In the construction of FIG. 2, a laser as a light source, a monitoring PD, and a light signal detection PD are integrated in a vertical direction. This construction is designed so that a light output from the laser is input to the optical fiber core, while a signal light output from the optical fiber is input to the light receiving device for detecting the signal. This is achieved by polishing the end of the optical fiber into an appropriate angle (35°) according to the Snell's law for an optical fiber to be optically arranged in the integrated optical communication module. According to this method, since the laser and the light-receiving device are integrated in a vertical direction using a semiconductor growth technique, the optical module can be easily fabricated and the precision optical arrangement using the Y-shaped light division waveguide and various optical devices is unnecessary. However, since this method must use a special optical fiber polished to a desired angle and an optical arrangement between an optical fiber and a module is difficult, a packaging cost is high. Also, in a case where a signal light output from the laser is reflected by the optical fiber and input to the light-receiving device, a transmitting light and a receiving light are mixed, and thus, received information can be incorrectly interpreted. Therefore, an output of the transmitting light reflected by the optical fiber must be lower than the receiving sensitivity (−40 dBm) of the light-receiving device. This requires very complicated optical arrangements and precision treatments of the optical fibers, thereby increasing the packaging cost and resulting in a low yield.

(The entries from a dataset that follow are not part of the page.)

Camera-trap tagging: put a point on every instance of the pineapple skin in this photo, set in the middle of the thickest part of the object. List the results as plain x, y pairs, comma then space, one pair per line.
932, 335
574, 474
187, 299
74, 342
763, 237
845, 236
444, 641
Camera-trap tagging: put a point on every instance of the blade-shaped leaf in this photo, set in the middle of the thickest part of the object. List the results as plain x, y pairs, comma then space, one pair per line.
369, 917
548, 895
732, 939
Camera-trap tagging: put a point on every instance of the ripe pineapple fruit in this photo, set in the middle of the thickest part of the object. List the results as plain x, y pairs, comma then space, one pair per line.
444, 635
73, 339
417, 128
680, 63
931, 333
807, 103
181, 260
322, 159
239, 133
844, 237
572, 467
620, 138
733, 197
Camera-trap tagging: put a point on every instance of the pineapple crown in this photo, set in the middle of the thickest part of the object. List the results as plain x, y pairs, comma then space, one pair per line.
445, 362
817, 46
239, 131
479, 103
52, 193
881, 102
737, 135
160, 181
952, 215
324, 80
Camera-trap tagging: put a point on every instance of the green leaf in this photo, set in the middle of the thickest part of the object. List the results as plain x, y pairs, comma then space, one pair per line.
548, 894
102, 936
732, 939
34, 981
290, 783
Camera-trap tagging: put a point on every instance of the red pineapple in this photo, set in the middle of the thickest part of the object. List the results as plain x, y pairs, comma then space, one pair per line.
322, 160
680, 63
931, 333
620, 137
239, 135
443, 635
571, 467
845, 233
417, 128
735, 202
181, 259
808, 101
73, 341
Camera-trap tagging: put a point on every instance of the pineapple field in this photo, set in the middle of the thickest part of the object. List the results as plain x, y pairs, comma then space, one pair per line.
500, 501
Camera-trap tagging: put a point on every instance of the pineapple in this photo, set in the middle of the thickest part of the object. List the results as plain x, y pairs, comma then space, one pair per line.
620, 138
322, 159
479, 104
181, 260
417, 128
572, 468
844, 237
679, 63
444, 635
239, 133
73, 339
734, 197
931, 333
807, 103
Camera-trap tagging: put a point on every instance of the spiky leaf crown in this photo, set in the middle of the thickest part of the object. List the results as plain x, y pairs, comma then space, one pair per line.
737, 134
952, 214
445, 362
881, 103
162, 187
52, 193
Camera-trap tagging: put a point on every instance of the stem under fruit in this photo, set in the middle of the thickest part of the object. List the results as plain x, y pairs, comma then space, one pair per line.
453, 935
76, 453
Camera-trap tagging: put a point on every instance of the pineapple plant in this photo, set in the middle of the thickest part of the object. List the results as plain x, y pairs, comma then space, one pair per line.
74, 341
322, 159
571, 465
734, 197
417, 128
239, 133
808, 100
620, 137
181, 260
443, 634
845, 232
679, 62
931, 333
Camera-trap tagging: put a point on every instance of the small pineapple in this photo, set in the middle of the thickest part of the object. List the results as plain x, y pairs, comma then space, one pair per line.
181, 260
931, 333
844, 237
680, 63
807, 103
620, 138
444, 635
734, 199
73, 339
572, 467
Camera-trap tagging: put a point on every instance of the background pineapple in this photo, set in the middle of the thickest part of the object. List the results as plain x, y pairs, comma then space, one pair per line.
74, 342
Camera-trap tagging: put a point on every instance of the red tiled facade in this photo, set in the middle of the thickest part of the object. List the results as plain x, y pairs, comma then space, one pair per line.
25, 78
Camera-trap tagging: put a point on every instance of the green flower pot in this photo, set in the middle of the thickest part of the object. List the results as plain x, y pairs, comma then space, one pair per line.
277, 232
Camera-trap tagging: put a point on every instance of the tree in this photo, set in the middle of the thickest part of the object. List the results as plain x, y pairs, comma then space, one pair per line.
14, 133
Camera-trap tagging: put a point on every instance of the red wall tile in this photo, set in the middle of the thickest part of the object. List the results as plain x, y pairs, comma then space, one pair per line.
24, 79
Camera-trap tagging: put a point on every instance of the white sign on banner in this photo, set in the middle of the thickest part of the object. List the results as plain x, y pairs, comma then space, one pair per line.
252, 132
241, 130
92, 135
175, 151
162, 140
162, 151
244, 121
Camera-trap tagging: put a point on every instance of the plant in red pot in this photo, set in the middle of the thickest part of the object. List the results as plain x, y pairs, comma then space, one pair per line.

FIG. 3 shows a bi-directional transceiver module 200 published in the OFC/IOOC 1999 Technical Digest by Alcatel, as still another example of a conventional bi-directional transceiver module.
The bi-directional transceiver module 200 shown in FIG. 3 includes three parts, i.e., a DFB laser 210 at a 1.3 μm, an absorber 220 at 1.3 μm, and a light-receiving device 230 at 1.55 μm. Referring to FIG. 3, a receiving light signal of 1.55 μm as a downstream signal is not absorbed by the 1.3 μm DFB laser 210 and the 1.3 μm absorber 220 and is detected by the light receiving device 230. A transmitting signal from the 1.3 μm DFB laser 210 is transmitted in a upward direction through the optical fiber, and an optical signal output from the rear-end of the 1.3 μm DFB laser 210 is absorbed by the 1.3 μm absorber 220. However, the absorber 220 at the center portion must completely absorb the transmitting signal from the 1.3 μm DFB laser 210 so that the output power of the transmitting signal is lower than the receiving sensitivity (−40 dBm) of the light-receiving device 230 as an optical detector, in order to divide the optical transmitting signal from the optical receiving signal and correctly transfer received information. However, it is very difficult for the absorber 220 to completely absorb a transmitting light with a very high output. Accordingly, the structure described above is very difficult to be implemented in spite of its simple arrangement.
As described above, to reduce installation costs of optical fibers and the number of optical components needed for optical communication, research on a bi-directional transceiver module that transmits and receives a signal on one line of optical fiber have been carried out. However, a proposed technique for integrating various optical components in a hybrid manner increases the size of the resultant transceiver module, increases insertion loss, requires a precision optical arrangement, has low economy, and results in a low yield. Also, single integration techniques proposed heretofore are still problematic in view of dividing an optical transmitting signal from an optical receiving signal and correctly obtaining received information.